Visionary journalists were also the driving force behind such leading sites as gossipers TMZ and, the show-biz news chronicler and TechCrunch, which focuses on information technology.

It’s not clear that Sullivan’s relatively slow start as his own boss says much about the prospects for others who want to do the same, says Rick Edmonds, the media-business analyst for the Poynter Institute, a journalism education organization. Greenwald, Silver, Mossberg and the others, he notes, have deep-pocketed backers who can afford to sustain years of losses and experimentation. Their ventures also appear likely to be more diversified, both in content and in their revenue streams, than Sullivan’s is now, he said.

In fact, Sullivan, a frequent CNN commentator and former editor of the New Republic, has noted that he could be headed for some choppy water.

Since Jan. 1, his site has raised $420,000 in subscription revenue, about $17,000 less that it generated in just its first week last year. More important, the number of people signing up for new subscriptions is “down considerably” compared with last year, he wrote, adding ominously, “We are emphatically not out of the woods yet.”

The real crunch will come over the next month or so when about 25,000 of the Dish’s subscribers will decide whether to renew for another year. Magazines typically lose some of their subscribers at each renewal, a process known as churn. And with the bulk of his subscribers all coming up for renewal at once, Sullivan is highly vulnerable to churn.

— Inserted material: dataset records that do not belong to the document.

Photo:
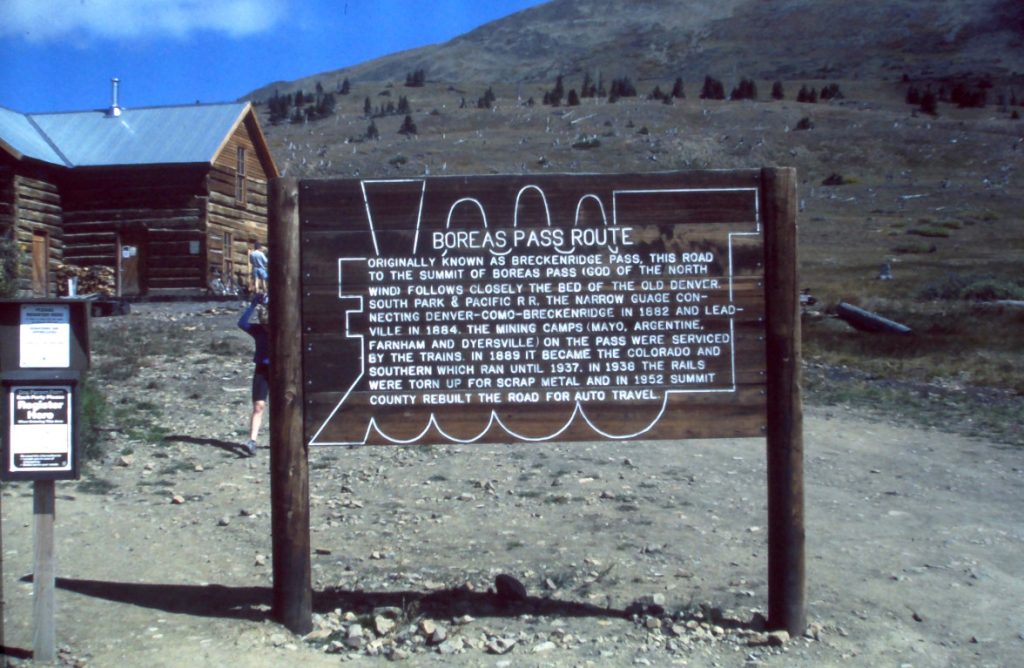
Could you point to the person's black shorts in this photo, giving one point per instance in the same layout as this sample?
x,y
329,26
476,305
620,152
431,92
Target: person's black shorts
x,y
261,382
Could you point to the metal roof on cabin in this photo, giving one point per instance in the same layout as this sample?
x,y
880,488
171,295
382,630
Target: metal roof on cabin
x,y
18,133
141,136
154,135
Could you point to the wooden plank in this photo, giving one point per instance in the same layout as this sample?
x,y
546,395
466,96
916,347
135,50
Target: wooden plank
x,y
44,573
786,579
289,464
609,322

“We need many more [renewals] if this model is to succeed without sponsored content or venture capital,” he wrote Wednesday. “It’s just one model for journalism in new media, and many others make sense as well. But it’s the simplest, clearest and most transparent there is. . . . You can decide to endorse this model and help sustain a fledgling new era in journalism. Or you can be a by-stander.”

Sullivan’s cliffhanger aside, Poynter’s Edmonds says the “journalist as brand” is likely to continue. “It used to be that the stars wanted to be at The Washington Post and the New York Times,” he said. “Now, the notion seems to be that the stars come out of The Washington Post and the New York Times.”